Code that counts

With a title like this, you might expect this little book to be a philosophical or sociological exploration of how to write programs that are meaningful to yourself, others, or humanity as a whole.

However, while that would certainly be an interesting topic to write about, and I encourage you to do so and send me back a link if you think you can give it a good shot, that’s actually not the kind of subject that I personally feel qualified or compelled to cover. You see, I work in academia, and it is a well-known fact that in academia, our main area of expertise is writing meaningless code.

So instead, I’m going to explore optimization techniques for compute-bound code by going through the meaningless exercise of counting from zero to a certain limit N as quickly as possible.

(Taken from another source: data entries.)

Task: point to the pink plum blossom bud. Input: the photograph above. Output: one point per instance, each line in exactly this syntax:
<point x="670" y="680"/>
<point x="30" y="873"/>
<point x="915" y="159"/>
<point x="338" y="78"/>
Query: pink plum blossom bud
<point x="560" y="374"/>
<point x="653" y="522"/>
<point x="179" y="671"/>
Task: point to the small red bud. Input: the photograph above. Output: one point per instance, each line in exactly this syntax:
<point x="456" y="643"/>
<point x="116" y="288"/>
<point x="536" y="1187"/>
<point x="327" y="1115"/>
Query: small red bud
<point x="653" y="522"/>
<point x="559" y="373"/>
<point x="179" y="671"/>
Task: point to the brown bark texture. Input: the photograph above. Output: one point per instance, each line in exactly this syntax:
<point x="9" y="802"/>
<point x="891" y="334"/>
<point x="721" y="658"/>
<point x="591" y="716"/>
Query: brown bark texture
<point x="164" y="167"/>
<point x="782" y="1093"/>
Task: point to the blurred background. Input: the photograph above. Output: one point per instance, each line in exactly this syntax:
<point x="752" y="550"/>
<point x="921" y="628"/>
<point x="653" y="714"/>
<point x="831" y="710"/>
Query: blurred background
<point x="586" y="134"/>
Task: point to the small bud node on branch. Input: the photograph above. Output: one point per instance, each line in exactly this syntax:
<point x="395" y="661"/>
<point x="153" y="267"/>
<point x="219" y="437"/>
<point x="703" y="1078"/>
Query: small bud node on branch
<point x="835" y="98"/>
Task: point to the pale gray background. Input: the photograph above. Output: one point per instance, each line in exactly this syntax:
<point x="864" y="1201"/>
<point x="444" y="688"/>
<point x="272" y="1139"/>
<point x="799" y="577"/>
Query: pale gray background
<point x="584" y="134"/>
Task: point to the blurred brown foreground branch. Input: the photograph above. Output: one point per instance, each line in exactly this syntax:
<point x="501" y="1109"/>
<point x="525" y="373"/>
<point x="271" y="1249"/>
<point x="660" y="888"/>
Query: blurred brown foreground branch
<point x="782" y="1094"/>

To make this interesting, I will only allow myself to use integer constants 0 and 1. It is not allowed to skip steps in the counting or directly set an integer to the limit N to declare the job done. And if the compiler decides to produce code that does this, then optimization barriers will need to be added in order to prevent it from doing so. However, parallelization techniques that involve initializing multiple integers to 0 or 1, incrementing all of them, then summing them later on is fair game.

I’m going to go step by step from what would be my first “intuitive” answer to the problem, to what I believe to be the optimal answer on current-generation x86 hardware (as of 2022), and hopefully you’ll learn an interesting thing or two along the way.